Tombamentos garantem conservação e reestruturação de imóveis de Ponta Grossa
Atualmente, o município aparece com dois cenários distintos: entre edificações que passam por contantes reformas e permanecem como símbolos de conservação, e outros imóveis que acabam caindo no esquecimento

O tombamento de imóveis é um dos principais elementos para a preservação da cultura de um local. Em Ponta Grossa, atualmente, são 70 imóveis tombados. Os dados foram divulgados pelo Conselho Municipal do Patrimônio Cultural (Compac) e pelo Conselho Estadual do Patrimônio Histórico e Artístico do Paraná (CEPHA).
O tombamento serve para auxiliar naconservação e reestruturação das edificações, para que elas não percam detalhes da sua estrutura original e não sejam demolidas.
A nível municipal, o Compac é o órgão responsável por discutir e decidir quais serão as edificações preservadas no município. Uma das etapas para o cuidado com os imóveis acontece através do processo de tombamento.
Entre os principais pontos em Ponta Grossa, estão a Estação Saudade, construída entre 1899 e 1900 e tombada como Patrimônio Cultural do Paraná em 1990, se tornando uma das primeiras no município a terem o título. Nesta semana, o Sesc começou a obra de instalação dos trilhos que receberão o trem. Desta forma, os populares que visitarem o espaço pelos próximos dias devem ver uma grande movimentação que transformará a estrutura em frente à plataforma da Estação Saudade.

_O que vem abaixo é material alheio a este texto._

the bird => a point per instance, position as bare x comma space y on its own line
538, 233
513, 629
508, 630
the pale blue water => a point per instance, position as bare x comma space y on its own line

Com a instalação, serão 72 metros de trilhos para acomodar a locomotiva 250 e seu tender.

Conforme explica a prefeita Elizabeth Schmidt (União Brasil), a preservação desses imóveis garante a manutenção da cultura da cidade, assim como o registro da história de mais de 200 anos.
Neste sentido, o município aparece com dois cenários distintos, entre locais, como a Estação Saudade, que passam por constatantes reformas e permanecem como símbolos de conservação em Ponta Grossa, e outros pontos que, apesar de serem reconhecidos historicamente, acabam sendo deixados de lado, em questão de melhorias e utilização.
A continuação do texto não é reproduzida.